Before ROSE, GOODMAN and ARMSTRONG, JJ.
This bill in equity seeks to establish a resulting trust of real estate held by the defendant as trustee of Louise Robinson Realty Trust. The trial judge declined to order a conveyance of the real estate to the plaintiff but did enter a decree awarding the plaintiff $20,641 for sums he had contributed toward the purchase of the real estate and monies he had advanced for mortgage payments and taxes. Both parties appealed. The trial judge adopted as a report of material facts the findings of fact made in his 'Findings, Rulings and Order for Decree.' The evidence is reported.
The property was purchased on May 29, 1969, and conveyed by the seller to the defendant. The purchase price was $40,000, of which $30,000 was paid from the proceeds of a mortgage of the property given by the defendant to a bank; the remainder was furnished by the plaintiff. After title was passed, the mortgage and tax payments also came from the plaintiff.

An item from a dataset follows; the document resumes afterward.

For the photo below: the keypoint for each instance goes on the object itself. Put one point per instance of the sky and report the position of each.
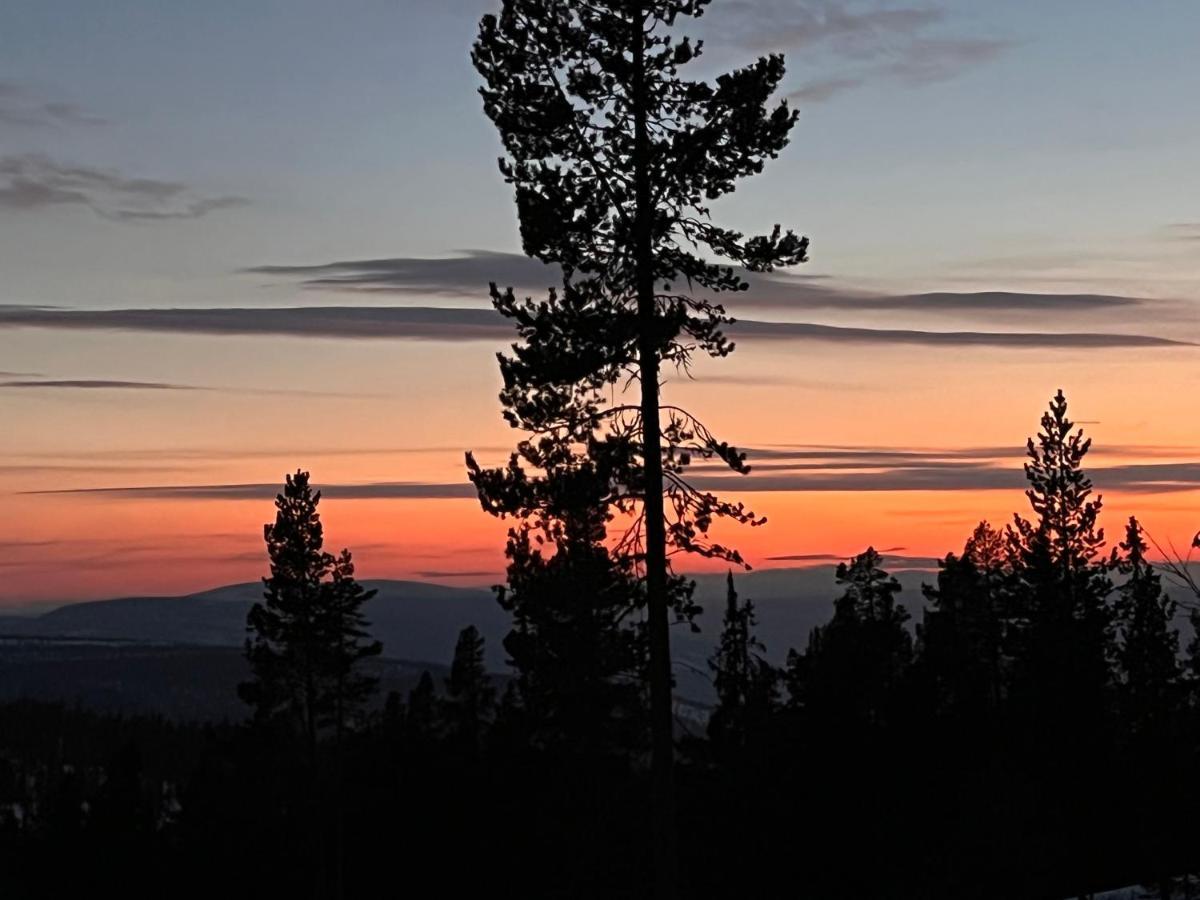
(244, 238)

To counter the plaintiff's contention that the defendant took title on the plaintiff's behalf and that a resulting trust arose for his benefit, the defendant sought to prove that she had bought the property for her own benefit and had subsequently agreed orally with the plaintiff to sell it to him for $60,000. She testified that the monies advanced by the plaintiff prior to the agreement had been owed to her in connection with other matters. She also raised the defense of 'unclean hands.'
The trial judge found as matter of fact that the defendant's version of the arrangement was untrue; that the plaintiff and the defendant At the hearing the plaintiff 'conceded that he did not take title in his own name because he did not want his wife to reach the property for her support . . . (and) that he was having tax trouble with the Internal Revenue Service, and that he wanted to avoid an Internal Revenue Service lien on the property . . ..' The trial judge found that the parties 'were fully aware of (plaintiff's) purpose of circumventing the interests of his wife and the Internal Revenue Service as stated above.'
On the basis of these findings of fact, we hold (contrary to the trial judge's rulings of law) that (1) the plaintiff established a resulting trust of the real estate in question and (2) he is not barred by the clean hands doctrine from compelling a conveyance by the defendant.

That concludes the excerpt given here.